The Elders Scrolls V: Skyrim (to give the game its full name) is as immersive as any video game can get. It has a vast, complex game world, numerous quests, and in-game details that can turn a gamer into an obsessive-compulsive asshole.  Yes, pretty standard for an RPG, but this game compels you to actually finish it.

I’ve played Bethesda’s Morrowind and Oblivion (both in the Elder Scrolls universe), but those games quickly turn into a bore-fest, at least for me. The time I played Morrowind, I followed the storyline for awhile, did a few side quests, and when I realized that I am not getting paid to do this mind-numbing chore (I already have my job for that), I quit the game faster than Kim Kardashian quit her "marriage."  The same pattern happened when I played Oblivion.
I usually avoid games that are described as open ended, a game description that reminds me of all those hours I will never get back playing those Bethesda games. But when it comes to games, I am a forgiving sort; and this flaw in my character led me to play Bethesda’s Fallout: New Vegas last year.
I stopped playing it when I began to question what my priorities were in life. You’d think that too when you find yourself wandering around yet another vault/cave for hours, with nothing happening, because you got lost (again!)  and can’t find the exit. 

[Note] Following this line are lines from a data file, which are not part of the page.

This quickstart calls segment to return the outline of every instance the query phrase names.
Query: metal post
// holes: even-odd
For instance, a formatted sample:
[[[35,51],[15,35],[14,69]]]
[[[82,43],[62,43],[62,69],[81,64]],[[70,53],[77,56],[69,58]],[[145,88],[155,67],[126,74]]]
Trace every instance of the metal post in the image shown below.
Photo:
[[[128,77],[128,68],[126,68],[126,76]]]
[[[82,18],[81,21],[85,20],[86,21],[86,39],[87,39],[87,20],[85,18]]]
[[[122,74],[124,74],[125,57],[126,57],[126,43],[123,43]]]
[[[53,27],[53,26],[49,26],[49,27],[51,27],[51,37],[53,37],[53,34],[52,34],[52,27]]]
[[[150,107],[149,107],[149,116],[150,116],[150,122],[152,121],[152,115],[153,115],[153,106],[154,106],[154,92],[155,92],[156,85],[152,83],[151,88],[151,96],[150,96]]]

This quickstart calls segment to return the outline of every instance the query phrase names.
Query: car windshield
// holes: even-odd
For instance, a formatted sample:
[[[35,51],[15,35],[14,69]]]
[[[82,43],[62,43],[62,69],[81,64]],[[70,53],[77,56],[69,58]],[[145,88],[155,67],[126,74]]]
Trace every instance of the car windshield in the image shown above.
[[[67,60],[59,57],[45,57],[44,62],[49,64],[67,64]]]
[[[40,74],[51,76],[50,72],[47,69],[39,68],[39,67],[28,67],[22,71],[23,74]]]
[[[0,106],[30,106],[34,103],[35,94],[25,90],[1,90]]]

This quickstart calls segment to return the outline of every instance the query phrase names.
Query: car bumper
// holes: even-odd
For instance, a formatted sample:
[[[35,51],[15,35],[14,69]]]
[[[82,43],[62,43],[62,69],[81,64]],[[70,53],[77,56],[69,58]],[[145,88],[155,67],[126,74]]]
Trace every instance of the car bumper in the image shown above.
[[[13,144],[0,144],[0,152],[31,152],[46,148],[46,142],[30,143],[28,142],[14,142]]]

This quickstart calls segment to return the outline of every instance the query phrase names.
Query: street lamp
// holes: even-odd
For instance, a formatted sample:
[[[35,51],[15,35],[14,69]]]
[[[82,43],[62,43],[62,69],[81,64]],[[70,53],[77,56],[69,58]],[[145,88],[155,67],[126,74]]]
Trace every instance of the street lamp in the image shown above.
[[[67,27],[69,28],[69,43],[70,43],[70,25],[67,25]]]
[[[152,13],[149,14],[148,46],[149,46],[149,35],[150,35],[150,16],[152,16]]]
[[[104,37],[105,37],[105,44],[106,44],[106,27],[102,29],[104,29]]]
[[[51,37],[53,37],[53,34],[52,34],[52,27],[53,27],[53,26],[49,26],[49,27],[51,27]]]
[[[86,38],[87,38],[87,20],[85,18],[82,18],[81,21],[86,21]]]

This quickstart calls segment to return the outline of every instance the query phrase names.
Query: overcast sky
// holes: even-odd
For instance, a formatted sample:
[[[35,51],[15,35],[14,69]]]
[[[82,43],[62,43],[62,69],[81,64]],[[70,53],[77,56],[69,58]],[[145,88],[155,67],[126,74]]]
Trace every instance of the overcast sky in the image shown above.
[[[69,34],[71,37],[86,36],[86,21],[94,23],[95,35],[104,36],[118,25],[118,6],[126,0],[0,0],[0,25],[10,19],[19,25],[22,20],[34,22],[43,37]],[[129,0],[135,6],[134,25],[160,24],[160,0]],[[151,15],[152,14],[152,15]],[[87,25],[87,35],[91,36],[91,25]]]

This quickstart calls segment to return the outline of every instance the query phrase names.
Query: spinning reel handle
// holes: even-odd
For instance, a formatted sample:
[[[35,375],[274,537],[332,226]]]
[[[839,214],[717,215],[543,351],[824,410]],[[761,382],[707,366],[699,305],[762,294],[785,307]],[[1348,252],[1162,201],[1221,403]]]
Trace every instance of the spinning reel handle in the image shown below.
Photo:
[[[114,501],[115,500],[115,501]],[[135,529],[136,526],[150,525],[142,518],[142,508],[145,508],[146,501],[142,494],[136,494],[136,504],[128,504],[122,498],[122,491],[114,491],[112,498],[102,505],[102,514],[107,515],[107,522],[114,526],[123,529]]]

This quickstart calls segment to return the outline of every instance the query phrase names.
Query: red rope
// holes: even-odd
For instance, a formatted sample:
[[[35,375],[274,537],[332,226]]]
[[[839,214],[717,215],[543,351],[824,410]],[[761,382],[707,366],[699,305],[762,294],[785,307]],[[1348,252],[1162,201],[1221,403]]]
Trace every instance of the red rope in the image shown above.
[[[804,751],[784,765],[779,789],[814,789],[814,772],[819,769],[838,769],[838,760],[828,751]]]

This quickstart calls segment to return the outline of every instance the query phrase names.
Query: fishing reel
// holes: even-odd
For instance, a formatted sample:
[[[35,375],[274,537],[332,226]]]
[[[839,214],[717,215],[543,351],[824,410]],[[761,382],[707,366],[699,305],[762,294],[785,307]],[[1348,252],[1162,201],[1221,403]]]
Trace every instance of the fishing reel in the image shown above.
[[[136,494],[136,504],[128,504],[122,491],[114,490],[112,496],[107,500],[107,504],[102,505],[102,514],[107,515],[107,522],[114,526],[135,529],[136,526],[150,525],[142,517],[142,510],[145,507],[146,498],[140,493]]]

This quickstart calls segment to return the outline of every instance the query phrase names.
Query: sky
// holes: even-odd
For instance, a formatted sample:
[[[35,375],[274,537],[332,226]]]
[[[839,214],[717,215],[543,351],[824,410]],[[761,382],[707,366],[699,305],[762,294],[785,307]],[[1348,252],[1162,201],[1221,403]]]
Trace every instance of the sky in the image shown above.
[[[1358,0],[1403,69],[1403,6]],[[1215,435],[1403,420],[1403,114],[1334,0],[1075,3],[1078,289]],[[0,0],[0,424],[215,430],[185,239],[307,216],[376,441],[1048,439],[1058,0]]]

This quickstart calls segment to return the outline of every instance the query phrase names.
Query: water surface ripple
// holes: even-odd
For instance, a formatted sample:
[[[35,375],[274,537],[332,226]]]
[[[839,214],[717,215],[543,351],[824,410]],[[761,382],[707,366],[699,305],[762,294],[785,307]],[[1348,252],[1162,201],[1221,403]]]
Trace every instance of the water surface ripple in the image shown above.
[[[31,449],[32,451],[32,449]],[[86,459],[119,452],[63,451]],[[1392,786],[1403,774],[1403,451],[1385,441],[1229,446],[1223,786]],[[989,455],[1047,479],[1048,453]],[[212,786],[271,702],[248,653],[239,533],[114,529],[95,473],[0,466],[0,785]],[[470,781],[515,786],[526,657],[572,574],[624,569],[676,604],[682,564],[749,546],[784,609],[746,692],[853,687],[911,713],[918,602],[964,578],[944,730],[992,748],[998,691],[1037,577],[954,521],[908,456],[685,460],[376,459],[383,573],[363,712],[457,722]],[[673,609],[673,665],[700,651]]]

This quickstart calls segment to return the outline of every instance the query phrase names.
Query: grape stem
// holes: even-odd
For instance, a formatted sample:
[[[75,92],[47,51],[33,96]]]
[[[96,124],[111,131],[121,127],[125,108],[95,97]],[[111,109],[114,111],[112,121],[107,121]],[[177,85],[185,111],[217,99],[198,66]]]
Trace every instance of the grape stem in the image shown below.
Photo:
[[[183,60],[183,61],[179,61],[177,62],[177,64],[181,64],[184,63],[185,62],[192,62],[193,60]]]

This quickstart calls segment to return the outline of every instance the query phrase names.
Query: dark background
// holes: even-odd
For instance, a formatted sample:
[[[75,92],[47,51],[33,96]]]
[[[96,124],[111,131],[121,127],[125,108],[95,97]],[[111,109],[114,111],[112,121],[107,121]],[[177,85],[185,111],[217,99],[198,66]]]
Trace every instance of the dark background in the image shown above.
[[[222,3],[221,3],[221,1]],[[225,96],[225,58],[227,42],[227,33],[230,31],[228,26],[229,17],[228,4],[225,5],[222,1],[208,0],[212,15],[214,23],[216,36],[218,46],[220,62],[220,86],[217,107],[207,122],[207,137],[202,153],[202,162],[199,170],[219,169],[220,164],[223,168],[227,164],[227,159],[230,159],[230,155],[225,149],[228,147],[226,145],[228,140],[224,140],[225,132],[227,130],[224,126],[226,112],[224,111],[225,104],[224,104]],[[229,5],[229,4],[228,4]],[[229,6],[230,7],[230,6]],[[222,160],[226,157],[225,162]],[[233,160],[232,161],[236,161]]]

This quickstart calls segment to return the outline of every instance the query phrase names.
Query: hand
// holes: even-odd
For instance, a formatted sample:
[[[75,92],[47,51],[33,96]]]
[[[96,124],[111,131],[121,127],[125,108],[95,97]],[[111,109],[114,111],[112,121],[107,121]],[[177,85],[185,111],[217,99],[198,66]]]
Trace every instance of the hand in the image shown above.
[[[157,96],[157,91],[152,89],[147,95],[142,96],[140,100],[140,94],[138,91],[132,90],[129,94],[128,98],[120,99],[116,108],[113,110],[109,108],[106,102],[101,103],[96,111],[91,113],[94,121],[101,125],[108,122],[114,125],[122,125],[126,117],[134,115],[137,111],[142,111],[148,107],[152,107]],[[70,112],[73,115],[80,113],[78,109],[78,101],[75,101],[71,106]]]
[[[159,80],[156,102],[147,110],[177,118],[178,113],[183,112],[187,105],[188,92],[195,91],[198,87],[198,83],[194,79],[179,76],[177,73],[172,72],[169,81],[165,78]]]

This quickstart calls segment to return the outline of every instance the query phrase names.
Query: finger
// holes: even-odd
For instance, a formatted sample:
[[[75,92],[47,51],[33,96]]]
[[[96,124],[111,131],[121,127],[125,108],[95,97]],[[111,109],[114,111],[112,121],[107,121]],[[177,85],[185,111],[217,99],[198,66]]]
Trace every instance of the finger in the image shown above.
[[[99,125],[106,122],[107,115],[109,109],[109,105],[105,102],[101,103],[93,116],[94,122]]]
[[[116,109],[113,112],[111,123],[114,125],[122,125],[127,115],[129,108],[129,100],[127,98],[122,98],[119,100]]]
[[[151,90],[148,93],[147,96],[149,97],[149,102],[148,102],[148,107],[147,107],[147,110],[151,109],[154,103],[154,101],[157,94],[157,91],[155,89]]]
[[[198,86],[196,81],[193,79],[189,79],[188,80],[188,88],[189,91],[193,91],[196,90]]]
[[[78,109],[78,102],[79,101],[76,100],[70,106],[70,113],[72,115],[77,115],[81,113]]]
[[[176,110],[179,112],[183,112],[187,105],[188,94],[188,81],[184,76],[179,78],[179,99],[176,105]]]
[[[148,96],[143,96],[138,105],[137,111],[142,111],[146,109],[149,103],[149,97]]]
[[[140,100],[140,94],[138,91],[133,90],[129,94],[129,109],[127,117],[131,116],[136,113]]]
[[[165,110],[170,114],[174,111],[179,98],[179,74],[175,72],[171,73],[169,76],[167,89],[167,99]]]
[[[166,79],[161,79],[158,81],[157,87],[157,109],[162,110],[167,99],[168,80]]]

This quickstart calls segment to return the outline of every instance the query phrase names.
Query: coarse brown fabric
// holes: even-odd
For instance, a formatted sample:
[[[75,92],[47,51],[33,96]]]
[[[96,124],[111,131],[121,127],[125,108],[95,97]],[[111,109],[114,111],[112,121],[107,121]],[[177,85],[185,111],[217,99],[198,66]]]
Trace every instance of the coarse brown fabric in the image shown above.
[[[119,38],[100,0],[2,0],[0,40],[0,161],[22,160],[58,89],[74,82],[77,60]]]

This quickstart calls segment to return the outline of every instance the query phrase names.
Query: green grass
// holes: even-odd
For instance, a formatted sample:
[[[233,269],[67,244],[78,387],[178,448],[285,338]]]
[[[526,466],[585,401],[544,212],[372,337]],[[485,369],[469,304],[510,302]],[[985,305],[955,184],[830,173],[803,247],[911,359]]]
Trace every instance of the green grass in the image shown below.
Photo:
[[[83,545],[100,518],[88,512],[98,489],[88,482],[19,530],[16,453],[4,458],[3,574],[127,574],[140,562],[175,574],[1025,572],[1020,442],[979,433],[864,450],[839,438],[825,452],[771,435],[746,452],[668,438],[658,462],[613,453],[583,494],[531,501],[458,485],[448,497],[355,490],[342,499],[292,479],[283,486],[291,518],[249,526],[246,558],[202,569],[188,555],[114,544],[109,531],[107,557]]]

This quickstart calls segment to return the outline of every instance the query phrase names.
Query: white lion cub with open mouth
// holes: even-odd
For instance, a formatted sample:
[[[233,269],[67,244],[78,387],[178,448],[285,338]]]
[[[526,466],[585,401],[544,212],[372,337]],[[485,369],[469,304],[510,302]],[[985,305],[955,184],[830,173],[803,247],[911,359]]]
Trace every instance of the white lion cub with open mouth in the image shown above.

Although to be fair to the Fallout franchise, I’ve played and finished Fallout 3, some years ago.
But Skyrim has a game world that practically begs to be explored, and with an engaging storyline to boot. Plus, I didn’t get lost! At least not for very long. This makes me optimistic that I might actually finish an Elder Scrolls game. 
And talk to more dragons!
The game is not without bugs and glitches, of course. For example, in a quest (A Cornered Rat) where you have to find Esbern to talk to him to advance the storyline, the player will find himself standing in front of a room with a door that refuses to open, preventing the player from completing the quest. An annoying bug, but a workaround is available here.
Also, if you are the sort of gamer who has no qualms about using cheats, the good folks at Bethesda have thoughtfully provided cheat codes.  
You don’t have to use Cheat Engine, like a certain gamer I know who used it to increase money and ability points in games like Rage, NBA 2k12 and many others. Cheating bastard.
Skyrim plays at a steady 60 frames per second, whether you turn off V-Sync or not, with settings at Ultra High--I play on a rig with a Core i5 750 processor, 4GB Ripjaw RAM, Nvidia GTX 460 (1GB), Asus P7 P55D mobo, and powered by Corsair 650 watts; my monitor has a 1600x900 resolution. Pretty average, for a weekend gamer like me. 

And with Skyrim, I will be dead to the world again this coming weekend.